The process was calm and structured. With a carefully-planned speech, Ben Leatham, the YUSU President, was clearly prepared for the motion that was to be brought against the NUS. It was explained that YUSU had held a referendum to determine their NUS affiliation in June of 2014 for the next three academic years (2014/2015 – 2016/2017). However the potential for a referendum does exist in the current academic term.
This referendum would rely on negotiations being held between the group wanting to leave the NUS and the trustee board. There is however an alternative: provided the open letter being penned receives the signatures of 5% of York’s student population, a referendum can be forced within 5-10 days of the petition being handed in.
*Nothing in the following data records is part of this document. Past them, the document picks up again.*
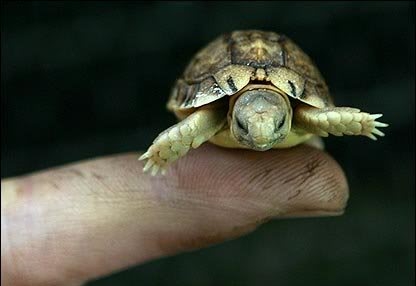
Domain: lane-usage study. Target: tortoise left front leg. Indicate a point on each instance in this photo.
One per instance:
(338, 121)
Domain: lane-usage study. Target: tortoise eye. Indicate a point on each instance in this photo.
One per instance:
(241, 125)
(280, 125)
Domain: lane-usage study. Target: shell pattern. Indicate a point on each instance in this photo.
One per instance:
(234, 60)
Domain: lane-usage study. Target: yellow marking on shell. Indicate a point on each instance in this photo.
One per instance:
(260, 74)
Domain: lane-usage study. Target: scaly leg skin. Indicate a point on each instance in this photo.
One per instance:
(338, 121)
(176, 141)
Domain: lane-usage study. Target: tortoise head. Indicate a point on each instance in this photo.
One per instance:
(260, 119)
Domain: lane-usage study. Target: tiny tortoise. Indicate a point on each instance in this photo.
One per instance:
(256, 90)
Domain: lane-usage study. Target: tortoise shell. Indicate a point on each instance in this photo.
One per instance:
(234, 60)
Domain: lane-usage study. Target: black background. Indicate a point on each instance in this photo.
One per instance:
(80, 80)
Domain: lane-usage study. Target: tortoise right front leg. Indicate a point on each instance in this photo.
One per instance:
(176, 141)
(338, 121)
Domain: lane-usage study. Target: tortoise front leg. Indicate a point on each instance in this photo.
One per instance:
(338, 121)
(176, 141)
The Sabbatical Officers then explained their stance on the whole affair. They would prefer the referendum to fall next summer, as that is when our affiliation needs renewal. There were many reasons for this stance, one of the main ones being they felt that the organising of such a petition and campaign to disaffiliate would distract people from their exams. They also felt this would help to include the maximum number of students, and therefore to be as democratic as possible, the referendum should have the greatest possible run up.
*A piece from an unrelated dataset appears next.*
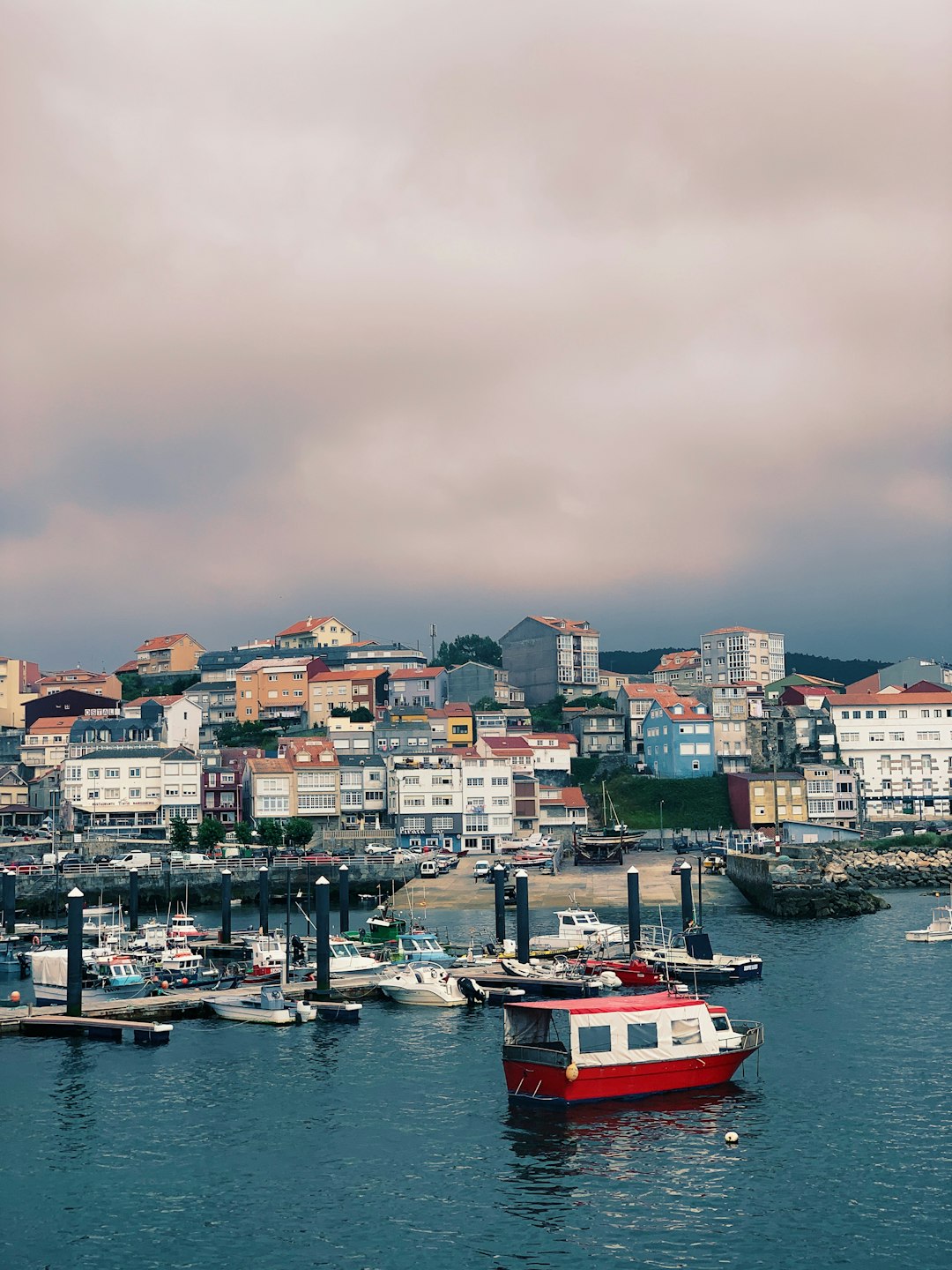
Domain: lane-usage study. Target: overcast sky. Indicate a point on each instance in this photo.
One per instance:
(449, 312)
Mr. Leatham also stated that he believed that the NUS could be reformed, and that York’s representation had increased over the years. One of the main flaws people highlight of the NUS is their lack of a ‘one member one vote’ (OMOV) policy. Mr. Leatham emphasised how he had fought for this policy to be discussed and how, even though it failed, it failed by a smaller margin than last year.
One of the main criticisms leveled against the OMOV policy is that it dilutes the voices of minorities who might otherwise be drowned out. However, a point raised by an audience member countered this with the fact that many minorities do not in fact receive a dedicated liberation officer, and this puts them at a further disadvantage than if a OMOV system was implemented.
The AGM then changed topic with the officers each giving an account of their successes over their terms. Chris Wall explained how his ‘Give It a Go’ plan had gained a large attendance and how each college had been connected to specific charities. Scott Dawson praised the work of Nightline and Nightsafe, and the increased success they’d had over the last year, as well as his own work on helping the LGBT+ community around campus.
Mr. Leatham explained his work to make YUSU more accessible on social media, as well as his attempts to stop online social media bullying. Grace Clarke’s campaign promise of a fitness track around campus was well under way with equipment orders being placed and she also praised York’s sport as it beat Durham in the varsity. Finally, Thomas Ron explained the success of his lecture capture programme and how there are now a record number of Course Representatives at York.